As part of the campaign, Howard shared a video in which he gives advice to his younger self.
In the video, he says, “Stay the course, surround yourself with great people – people who believe in you, love you for who you are and allow you to express yourself in whatever way you feel fit. I would also encourage my younger self to not be bogged down with stereotypes. When I was a kid, I wondered if I was going to be able to date or drive a car, and all these things seem silly now, but at the time they were real. [I’d] Take a moment, pause and allow myself to realize that I can do and accomplish anything I wanted to with TS because or in spite of it.”

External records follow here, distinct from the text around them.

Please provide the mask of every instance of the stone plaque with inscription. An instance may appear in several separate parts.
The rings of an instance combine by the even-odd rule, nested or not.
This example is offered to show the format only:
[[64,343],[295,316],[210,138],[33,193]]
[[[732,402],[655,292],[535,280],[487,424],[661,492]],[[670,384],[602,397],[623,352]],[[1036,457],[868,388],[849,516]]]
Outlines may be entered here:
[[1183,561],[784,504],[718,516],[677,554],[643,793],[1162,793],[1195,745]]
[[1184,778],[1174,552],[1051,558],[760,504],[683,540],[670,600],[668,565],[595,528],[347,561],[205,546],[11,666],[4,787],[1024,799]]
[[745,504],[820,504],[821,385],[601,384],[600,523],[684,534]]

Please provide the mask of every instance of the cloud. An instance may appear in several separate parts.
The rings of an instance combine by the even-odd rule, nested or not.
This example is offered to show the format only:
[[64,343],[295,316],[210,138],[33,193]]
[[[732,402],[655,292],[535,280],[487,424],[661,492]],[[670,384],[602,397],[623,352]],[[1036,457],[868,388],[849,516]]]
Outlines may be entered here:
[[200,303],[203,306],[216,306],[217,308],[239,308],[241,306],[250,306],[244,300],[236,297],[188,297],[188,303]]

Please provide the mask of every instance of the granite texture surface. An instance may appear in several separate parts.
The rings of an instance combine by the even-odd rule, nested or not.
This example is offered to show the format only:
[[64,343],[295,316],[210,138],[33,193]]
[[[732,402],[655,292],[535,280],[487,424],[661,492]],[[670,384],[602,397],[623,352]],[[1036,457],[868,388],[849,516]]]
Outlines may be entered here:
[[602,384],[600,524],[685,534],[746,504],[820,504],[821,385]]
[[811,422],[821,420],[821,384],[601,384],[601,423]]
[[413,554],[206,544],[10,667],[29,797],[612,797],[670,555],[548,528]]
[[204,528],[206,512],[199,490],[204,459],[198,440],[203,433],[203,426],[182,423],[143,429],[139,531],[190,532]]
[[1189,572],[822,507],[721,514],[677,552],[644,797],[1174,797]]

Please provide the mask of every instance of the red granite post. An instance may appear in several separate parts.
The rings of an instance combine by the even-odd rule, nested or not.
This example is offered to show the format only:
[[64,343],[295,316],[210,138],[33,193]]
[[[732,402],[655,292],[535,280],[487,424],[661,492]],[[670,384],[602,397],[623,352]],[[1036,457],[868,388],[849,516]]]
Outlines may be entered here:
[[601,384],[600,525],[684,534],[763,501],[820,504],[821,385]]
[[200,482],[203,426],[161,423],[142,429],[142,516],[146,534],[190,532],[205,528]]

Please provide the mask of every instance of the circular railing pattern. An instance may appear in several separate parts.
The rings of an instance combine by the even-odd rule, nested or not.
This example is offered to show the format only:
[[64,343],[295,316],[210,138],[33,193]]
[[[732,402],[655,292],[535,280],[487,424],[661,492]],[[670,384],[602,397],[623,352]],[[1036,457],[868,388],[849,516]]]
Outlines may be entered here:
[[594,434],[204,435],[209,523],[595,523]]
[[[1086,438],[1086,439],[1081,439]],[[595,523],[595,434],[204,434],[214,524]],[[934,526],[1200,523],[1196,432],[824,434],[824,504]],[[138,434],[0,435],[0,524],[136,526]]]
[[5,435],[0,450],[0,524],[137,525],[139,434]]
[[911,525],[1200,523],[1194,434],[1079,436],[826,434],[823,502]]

On Saturday in SLC, I had the pleasure of meeting the Allred Family. Their story is powerful – the father (Brian), son (Enzo) and daughter (Tempest) all have TS. I’m inspired by their strength and I thank them for driving over an hour to catch our match. #HowardsHeroes pic.twitter.com/uvYAzeH4Aq
— Tim Howard (@TimHowardGK) April 23, 2018
As detailed in his autobiography, The Keeper: A Life Of Saving Goals And Achieving Them, Howard dealt with Tourette and Obsessive-Compulsive disorder since his days playing youth soccer. In addition to initiatives such as the #MyYoungerSelf campaign, Howard often meets with youths affected by Tourette syndrome following Rapids matches.
“I remember what it was like being a kid, having to look up to someone, and trying to figure out what was going on with me,” Howard told the Rapids supporter group Voice of C38 in a recent interview. “I just want to give kids an opportunity while I still have this platform.”